# How to Calculate the Power of a Hydraulic Cylinder

The primary function of hydraulics is to provide great multiplication of force that is easily transmitted with relatively small mechanical components. A hydraulic cylinder can provide many tons of force at low to moderate speeds, compared to a pneumatic cylinder, which is better at providing low to medium forces at high to moderate speeds, respectively. The empirical product of force and speed is power. Calculating the true power of a hydraulic cylinder requires both variables.

## Power-Out Method

Hydraulic cylinders on this excavator provide great force to dig holes in hard ground.
1. Determine the force provided by the cylinder. For example, if a 2-inch-diameter hydraulic cylinder lifting a load were supplied with 3,000 pounds per square inch (psi) of hydraulic pressure, you would first calculate the area of the piston in the hydraulic cylinder to determine the overall hydraulic force.
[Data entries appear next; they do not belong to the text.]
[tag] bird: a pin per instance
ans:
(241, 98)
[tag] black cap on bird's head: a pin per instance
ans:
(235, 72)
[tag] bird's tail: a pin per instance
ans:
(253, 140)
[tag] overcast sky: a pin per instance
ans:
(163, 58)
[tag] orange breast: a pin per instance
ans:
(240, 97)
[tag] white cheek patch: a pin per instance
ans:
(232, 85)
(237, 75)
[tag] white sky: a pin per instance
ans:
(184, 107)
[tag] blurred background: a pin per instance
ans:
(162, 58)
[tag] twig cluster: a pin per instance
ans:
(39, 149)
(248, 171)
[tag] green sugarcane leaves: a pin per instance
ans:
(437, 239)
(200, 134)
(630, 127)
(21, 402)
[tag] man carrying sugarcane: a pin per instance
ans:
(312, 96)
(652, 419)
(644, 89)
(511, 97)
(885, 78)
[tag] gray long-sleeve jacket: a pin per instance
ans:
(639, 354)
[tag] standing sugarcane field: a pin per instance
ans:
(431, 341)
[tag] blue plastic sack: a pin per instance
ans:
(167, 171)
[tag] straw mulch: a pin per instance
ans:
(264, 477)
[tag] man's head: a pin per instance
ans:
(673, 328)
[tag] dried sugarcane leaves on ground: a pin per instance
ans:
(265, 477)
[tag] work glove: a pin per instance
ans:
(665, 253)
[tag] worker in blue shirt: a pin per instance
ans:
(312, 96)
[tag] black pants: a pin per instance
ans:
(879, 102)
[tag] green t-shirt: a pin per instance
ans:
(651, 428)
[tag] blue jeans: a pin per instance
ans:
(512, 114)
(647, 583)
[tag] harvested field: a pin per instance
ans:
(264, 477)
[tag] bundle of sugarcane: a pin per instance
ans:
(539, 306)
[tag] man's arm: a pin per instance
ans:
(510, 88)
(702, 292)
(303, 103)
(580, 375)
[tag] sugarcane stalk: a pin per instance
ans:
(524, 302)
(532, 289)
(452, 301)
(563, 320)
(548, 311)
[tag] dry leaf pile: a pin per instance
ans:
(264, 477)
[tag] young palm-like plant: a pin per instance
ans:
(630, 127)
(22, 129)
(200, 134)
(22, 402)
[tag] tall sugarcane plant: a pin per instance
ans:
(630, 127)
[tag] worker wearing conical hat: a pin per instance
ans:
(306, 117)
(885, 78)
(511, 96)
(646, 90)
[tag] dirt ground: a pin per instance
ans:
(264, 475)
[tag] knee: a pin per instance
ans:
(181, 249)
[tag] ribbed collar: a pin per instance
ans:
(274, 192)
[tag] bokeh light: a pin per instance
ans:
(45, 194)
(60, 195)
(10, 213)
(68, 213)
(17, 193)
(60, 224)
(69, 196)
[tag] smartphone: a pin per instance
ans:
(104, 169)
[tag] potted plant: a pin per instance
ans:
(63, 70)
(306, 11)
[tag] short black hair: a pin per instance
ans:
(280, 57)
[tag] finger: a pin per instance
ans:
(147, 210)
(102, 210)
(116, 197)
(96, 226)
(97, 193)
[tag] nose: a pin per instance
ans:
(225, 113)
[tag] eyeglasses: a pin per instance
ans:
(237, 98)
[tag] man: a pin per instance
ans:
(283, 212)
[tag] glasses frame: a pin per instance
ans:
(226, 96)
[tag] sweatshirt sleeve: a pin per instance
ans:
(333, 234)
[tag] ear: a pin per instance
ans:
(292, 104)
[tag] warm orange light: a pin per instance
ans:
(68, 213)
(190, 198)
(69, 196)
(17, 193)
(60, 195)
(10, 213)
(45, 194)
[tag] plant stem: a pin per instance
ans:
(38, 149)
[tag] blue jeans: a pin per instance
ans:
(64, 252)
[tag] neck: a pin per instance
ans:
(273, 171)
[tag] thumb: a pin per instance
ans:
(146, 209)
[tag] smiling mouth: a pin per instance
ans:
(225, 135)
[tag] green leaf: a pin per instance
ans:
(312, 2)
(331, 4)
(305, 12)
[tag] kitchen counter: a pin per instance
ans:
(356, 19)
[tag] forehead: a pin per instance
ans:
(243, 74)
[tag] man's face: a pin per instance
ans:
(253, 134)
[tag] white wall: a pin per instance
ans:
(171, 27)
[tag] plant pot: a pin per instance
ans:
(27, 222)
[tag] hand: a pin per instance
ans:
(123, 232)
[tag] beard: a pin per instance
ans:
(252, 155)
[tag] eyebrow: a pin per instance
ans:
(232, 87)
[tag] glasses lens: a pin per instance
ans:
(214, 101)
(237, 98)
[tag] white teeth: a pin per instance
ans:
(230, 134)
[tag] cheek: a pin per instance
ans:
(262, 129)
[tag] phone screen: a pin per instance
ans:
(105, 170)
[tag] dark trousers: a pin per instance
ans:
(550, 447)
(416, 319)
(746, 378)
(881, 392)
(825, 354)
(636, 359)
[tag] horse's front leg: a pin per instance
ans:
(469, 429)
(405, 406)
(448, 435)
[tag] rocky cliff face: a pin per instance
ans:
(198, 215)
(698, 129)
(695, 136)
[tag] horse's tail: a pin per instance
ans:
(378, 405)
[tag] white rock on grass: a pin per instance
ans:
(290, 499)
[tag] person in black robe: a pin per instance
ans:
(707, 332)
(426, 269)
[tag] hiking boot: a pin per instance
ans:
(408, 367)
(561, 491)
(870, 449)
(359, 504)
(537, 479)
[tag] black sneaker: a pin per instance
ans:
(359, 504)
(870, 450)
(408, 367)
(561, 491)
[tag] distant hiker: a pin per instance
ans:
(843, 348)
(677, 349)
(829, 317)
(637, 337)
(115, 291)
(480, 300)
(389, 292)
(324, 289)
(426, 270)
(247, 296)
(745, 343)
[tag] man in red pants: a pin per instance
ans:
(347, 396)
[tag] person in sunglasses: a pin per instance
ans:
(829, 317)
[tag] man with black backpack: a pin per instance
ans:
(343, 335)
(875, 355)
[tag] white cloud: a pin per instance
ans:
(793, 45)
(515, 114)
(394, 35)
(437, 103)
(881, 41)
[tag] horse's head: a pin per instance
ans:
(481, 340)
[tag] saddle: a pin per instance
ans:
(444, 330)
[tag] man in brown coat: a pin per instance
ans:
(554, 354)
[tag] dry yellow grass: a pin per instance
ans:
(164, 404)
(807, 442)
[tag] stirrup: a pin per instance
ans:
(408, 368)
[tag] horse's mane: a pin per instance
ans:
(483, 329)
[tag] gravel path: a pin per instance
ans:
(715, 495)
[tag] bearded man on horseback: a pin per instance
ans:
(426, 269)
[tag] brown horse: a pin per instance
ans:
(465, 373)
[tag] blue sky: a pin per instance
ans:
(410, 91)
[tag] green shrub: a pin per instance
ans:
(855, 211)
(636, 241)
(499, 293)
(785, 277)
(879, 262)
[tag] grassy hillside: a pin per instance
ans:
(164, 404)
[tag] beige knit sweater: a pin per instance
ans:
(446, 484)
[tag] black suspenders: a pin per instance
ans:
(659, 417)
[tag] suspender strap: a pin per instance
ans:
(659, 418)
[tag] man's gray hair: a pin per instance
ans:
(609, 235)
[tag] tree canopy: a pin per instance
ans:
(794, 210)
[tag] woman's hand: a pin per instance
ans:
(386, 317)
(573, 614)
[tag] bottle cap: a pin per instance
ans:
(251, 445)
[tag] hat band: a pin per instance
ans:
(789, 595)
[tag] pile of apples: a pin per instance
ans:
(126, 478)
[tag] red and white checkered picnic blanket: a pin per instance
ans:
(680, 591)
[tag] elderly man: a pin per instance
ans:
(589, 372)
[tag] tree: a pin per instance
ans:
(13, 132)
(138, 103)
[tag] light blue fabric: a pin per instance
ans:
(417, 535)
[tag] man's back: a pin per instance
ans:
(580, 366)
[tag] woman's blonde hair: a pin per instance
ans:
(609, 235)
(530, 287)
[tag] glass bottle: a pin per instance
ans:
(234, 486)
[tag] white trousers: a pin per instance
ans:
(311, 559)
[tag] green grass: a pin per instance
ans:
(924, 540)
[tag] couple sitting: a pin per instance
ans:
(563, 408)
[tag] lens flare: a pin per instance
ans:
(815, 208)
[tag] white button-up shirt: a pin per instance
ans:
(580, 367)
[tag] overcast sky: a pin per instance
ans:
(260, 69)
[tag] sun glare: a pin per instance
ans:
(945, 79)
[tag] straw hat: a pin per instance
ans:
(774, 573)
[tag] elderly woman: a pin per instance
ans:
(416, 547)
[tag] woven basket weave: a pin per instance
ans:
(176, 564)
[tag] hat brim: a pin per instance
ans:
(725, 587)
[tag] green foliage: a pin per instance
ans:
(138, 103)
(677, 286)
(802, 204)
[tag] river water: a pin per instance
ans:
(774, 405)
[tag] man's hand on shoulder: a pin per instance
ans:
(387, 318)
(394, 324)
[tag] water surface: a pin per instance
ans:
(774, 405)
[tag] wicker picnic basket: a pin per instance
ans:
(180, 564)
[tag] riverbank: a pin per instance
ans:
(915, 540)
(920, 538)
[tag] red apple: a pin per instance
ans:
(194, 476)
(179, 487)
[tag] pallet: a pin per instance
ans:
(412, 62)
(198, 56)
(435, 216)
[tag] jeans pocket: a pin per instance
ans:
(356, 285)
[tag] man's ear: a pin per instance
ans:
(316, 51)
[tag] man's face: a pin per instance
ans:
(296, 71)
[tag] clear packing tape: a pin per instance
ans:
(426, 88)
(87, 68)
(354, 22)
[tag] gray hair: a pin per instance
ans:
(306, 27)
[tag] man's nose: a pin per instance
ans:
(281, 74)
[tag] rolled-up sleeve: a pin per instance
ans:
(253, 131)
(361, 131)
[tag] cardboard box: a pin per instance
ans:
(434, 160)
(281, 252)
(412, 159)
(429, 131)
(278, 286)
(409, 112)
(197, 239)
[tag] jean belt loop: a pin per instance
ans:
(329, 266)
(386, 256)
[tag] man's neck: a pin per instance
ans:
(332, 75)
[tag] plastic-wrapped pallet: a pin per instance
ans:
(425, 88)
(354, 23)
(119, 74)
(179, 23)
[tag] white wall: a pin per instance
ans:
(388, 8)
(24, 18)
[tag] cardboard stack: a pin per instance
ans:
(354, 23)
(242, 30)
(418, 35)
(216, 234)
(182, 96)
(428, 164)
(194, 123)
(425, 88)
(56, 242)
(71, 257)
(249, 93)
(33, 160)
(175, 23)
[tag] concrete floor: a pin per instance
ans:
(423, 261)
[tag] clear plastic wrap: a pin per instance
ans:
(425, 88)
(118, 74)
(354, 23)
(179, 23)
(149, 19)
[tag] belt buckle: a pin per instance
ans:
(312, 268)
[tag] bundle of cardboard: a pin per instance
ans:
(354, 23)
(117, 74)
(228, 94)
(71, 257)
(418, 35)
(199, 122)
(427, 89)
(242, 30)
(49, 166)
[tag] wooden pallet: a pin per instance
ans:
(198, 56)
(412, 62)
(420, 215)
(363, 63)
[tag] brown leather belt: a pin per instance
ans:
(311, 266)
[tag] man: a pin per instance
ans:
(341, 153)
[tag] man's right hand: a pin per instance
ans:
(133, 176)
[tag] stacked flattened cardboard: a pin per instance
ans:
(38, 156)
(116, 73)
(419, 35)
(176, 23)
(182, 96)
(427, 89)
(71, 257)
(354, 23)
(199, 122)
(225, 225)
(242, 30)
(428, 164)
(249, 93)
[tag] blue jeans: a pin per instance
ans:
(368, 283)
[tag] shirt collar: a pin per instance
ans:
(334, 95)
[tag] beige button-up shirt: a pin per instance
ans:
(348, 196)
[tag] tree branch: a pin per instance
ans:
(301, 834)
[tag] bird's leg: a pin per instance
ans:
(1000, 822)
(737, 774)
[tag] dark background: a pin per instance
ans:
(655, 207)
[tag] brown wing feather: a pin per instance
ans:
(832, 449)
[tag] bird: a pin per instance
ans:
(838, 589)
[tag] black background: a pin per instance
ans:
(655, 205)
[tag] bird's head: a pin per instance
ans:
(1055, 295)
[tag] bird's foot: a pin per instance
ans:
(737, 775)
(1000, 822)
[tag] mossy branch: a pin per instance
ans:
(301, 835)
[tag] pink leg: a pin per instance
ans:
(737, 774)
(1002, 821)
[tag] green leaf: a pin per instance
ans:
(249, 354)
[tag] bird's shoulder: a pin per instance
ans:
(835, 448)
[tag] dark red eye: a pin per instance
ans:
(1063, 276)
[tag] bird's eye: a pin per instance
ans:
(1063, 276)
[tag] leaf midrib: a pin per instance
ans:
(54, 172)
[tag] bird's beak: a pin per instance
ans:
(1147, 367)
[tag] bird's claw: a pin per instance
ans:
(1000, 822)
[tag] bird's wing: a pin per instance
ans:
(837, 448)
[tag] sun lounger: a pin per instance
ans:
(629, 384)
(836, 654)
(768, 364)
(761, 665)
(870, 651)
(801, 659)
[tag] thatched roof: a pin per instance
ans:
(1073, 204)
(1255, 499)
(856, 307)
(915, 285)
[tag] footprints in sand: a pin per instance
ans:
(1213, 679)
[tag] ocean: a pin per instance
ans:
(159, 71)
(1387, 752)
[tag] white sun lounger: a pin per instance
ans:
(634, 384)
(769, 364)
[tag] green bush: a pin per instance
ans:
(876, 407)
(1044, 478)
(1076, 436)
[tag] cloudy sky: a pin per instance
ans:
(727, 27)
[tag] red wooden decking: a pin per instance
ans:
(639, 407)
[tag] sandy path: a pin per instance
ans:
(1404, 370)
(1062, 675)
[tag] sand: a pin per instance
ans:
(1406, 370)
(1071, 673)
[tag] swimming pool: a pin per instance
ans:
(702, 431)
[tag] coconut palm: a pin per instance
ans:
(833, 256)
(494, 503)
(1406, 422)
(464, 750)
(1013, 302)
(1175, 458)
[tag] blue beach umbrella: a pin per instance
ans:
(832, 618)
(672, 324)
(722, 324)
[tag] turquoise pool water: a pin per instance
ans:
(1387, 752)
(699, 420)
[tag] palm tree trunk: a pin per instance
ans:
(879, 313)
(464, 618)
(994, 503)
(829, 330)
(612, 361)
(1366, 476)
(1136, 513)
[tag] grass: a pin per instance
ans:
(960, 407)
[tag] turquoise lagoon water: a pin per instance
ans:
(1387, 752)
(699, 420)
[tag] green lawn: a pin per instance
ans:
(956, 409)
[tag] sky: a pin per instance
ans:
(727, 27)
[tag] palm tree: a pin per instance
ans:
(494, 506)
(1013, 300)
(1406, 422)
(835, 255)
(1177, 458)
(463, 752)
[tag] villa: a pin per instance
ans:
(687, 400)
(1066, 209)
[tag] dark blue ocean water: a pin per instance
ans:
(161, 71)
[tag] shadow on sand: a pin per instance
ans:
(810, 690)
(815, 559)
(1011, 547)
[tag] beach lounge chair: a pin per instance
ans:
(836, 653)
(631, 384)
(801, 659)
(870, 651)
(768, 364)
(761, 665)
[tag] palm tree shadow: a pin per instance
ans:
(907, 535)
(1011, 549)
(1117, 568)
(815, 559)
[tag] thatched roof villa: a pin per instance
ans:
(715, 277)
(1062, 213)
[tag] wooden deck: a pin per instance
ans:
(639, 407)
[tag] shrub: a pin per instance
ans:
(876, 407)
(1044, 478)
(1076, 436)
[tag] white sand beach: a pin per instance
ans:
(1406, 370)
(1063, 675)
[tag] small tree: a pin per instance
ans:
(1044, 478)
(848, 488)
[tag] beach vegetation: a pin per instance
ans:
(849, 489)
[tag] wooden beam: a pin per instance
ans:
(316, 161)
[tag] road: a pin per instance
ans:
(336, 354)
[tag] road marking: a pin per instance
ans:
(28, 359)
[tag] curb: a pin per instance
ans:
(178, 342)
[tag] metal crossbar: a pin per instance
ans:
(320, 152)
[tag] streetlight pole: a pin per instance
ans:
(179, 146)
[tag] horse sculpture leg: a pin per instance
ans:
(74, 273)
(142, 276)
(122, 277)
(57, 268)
The formula for circular area is pi times radius squared. Multiply 3.1416 times 1 squared, or 3.1416-square-inches (sq.in.). Multiplying the 3,000 psi times 3.1416 sq. in. would equal about 9,425 pounds of linear force provided by the cylinder.

2. Determine the speed of the cylinder, either from excavator specifications or by experimental measurement. In this example, the cylinder pushes out at a rate of 0.5 feet per second while exerting the 9,425 pounds of force.

3. Multiply the cylinder's force by its output speed to determine its power output in foot-pounds per second. 9,425 pounds of force times 0.5 feet per second equals 4,712.5 foot-pounds of work per second.

4. Convert to the desired final engineering units. Divide foot-pounds-per-second work by 550-foot-pounds-per-second-per-horsepower to calculate horsepower (hp). 4712.5 divided by 550 equals 8.57 hp. If kilowatts are desired instead, multiply the horsepower figure by 0.7457 to yield 6.39 kilowatts of power.

## Power-Input Method

1. Measure the electrical power consumed by the electrically-driven hydraulic pump motor while the hydraulic cylinder is lifting the load to determine system losses. If a kilowatt meter indicates that the pump motor's power-use rate is 8.45 kilowatts (11.33 horsepower) while the cylinder is providing the 9,425 pounds of force at the 0.5-feet-per-second speed, then power is going into the system that is not coming back out at the cylinder. This power loss is due to losses from hydraulic oil flow restrictions, sliding friction within the cylinder, and friction and electrical losses within the pump and motor.

2. Calculate the system efficiency. Dividing 6.39 kilowatts delivered by the cylinder, by 8.45 kilowatt-hours supplied to the pump multiplied by 100 percent, determines that 75.6 percent of the energy being supplied to the lift is being converted into useful lifting work. This is a reasonable efficiency figure for machines.

3. Use your calculated machine efficiency to calculate the cylinder's power output based on electrical power-input. If the lift uses utility electricity at the instantaneous rate of 9.64 kilowatts while lifting a load with the example cylinder, multiply 9.64 by the 75.6-percent calculated machine efficiency to yield 7.28 kilowatts (9.76 horsepower) of power actually being delivered by the cylinder. If its speed is 0.5 feet per second, the cylinder is lifting a heavier 10,737-pound load this time (7.28-kilowatts divided by 6.39-kilowatts times the original 9,425-pound load). The greater power consumption rate is indicative of the greater weight.